Сетевые лодки-семерки купца Лозовского дружно вышли на промысел рыбы. На вечерней заре башлыки зорко всматриваются в порозовевшую гладь моря, а она будто кипит, пузыри водяные сплошь плавают. Это играет омуль.
Довольные, молча перемигиваются, ухмыляются в усы рыбаки.
– Нонче бог даст промыслу!
Опустились на колени, крестятся, шепчут молитвы, кланяются батюшке Байкалу.
Наконец башлык Горячих встал за кормовое весло, двое наборщиков – на верхнюю и нижнюю тетевы, а четверо молодцов сели за весла.
Еще раз перекрестившись, башлык дал команду:
– С богом!
В ряд закидывают сети вторая лодка, третья, десятая…

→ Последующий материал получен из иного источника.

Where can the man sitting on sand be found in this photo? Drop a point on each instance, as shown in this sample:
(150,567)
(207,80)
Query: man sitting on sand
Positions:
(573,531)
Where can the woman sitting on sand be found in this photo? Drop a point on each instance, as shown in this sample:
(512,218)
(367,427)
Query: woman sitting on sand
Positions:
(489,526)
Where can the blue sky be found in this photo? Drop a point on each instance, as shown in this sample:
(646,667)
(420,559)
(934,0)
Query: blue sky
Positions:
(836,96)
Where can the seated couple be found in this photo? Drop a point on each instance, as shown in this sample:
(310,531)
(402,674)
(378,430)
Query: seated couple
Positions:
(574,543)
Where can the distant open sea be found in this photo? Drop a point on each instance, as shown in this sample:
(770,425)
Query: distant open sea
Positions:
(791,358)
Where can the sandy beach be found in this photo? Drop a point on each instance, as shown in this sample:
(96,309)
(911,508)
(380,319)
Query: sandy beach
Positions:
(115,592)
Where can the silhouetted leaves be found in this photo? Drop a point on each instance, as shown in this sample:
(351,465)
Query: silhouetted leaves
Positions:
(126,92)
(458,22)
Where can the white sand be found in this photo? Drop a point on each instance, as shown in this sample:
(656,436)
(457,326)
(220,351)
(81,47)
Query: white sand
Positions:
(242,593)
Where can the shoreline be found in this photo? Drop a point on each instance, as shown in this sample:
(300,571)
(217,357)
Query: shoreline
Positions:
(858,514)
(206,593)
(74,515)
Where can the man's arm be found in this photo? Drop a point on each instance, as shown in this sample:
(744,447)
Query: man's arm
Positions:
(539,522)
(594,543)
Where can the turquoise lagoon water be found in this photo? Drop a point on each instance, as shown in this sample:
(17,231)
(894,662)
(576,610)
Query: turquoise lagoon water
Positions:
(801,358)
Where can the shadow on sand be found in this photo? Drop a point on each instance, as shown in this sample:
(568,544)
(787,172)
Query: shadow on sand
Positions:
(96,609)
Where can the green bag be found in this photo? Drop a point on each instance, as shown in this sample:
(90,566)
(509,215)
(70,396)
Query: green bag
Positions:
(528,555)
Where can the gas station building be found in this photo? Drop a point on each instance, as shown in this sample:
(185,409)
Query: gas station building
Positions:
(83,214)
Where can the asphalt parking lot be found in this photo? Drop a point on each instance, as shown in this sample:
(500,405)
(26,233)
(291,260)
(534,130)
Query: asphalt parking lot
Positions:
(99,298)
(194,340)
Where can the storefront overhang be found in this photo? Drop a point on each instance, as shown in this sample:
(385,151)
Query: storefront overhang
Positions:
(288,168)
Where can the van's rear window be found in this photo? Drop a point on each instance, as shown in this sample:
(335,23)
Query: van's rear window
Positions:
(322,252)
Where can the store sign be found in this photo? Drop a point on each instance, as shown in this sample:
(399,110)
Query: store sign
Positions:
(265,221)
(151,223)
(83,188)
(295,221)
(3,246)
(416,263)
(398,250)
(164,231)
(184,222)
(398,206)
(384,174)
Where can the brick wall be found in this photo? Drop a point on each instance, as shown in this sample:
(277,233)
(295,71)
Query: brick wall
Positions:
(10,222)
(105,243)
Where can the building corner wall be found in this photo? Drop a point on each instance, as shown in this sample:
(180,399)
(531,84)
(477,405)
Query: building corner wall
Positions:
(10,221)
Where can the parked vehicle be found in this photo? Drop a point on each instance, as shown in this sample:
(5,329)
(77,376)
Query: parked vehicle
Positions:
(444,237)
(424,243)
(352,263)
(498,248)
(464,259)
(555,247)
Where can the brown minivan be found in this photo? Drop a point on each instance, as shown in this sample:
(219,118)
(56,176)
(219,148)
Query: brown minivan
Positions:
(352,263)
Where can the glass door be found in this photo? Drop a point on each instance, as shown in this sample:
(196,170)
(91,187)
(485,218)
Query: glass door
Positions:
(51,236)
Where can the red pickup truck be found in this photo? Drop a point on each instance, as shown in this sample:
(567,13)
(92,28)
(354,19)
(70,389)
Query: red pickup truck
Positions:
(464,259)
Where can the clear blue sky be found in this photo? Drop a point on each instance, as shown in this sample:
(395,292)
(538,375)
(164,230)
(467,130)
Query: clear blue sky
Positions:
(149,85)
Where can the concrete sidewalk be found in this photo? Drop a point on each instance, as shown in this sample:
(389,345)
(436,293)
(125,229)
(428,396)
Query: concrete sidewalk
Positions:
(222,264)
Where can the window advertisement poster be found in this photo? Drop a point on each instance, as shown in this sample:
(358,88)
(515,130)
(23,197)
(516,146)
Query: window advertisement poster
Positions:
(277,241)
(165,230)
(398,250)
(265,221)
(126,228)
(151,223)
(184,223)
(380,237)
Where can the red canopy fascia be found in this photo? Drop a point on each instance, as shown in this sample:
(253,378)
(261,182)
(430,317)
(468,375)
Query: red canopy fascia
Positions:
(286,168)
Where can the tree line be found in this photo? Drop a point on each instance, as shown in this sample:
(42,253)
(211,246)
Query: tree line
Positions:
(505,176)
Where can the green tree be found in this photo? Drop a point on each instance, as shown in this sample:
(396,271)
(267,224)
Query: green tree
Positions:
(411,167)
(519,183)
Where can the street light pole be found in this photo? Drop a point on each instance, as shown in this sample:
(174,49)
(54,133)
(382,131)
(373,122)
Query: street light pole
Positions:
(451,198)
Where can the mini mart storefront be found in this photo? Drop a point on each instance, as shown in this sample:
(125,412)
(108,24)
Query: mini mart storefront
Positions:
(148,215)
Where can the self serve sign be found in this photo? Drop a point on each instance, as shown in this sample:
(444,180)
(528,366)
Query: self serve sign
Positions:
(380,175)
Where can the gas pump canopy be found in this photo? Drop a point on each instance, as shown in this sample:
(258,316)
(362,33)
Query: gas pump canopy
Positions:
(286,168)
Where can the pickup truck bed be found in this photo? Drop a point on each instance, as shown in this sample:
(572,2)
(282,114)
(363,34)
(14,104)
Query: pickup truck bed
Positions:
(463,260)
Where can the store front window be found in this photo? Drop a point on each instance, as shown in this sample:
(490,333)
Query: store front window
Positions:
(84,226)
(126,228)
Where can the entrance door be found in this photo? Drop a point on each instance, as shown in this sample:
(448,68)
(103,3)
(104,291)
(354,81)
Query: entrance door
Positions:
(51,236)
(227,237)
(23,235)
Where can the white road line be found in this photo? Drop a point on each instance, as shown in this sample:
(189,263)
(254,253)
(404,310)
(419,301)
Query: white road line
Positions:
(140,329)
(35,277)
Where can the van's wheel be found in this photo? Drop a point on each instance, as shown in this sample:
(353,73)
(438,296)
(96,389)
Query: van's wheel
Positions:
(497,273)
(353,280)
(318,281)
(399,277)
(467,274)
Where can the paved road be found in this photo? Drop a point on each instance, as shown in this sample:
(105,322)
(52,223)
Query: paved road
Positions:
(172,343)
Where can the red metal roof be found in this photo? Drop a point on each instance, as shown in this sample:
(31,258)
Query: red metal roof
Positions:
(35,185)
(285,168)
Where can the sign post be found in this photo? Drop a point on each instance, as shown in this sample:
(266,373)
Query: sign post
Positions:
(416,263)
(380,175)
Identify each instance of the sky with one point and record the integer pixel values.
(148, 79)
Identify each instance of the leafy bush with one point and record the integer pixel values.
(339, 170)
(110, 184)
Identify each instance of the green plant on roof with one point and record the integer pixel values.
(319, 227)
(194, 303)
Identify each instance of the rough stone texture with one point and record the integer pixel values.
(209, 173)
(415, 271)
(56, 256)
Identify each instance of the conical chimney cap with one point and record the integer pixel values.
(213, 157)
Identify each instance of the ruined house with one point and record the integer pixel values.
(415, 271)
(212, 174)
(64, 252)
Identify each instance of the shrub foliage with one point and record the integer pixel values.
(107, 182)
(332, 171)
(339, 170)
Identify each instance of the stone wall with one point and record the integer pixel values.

Сети ставят только лодки Лозовского, а другим рыбакам в его водах рыбачить нельзя. Здесь Михаил Леонтич – царь и бог. «Князем» Курбуликским кличут его в шутку рыбаки. Он за свои любезные денежки хозяйничает от Верхнего Изголовья Святого Носа до самой Черемши. Вода его и рыба его!
Цари землями и водами жаловали обители Христа-спасителя. Одной из них – Иркутскому монастырю святителя Иннокентия – тоже был в свое время пожалован богатейший на всем Байкале рыбный водоем – Курбуликский залив: и монахи, укрывшись за толстыми стенами, молились и пели: «Боже царя храни!..» А теперь «Золотое дно» Байкала, так образно назвали рыбаки свой залив, монахи отдали в аренду купцу Лозовскому. Вот почему он здесь и «князь» и власть.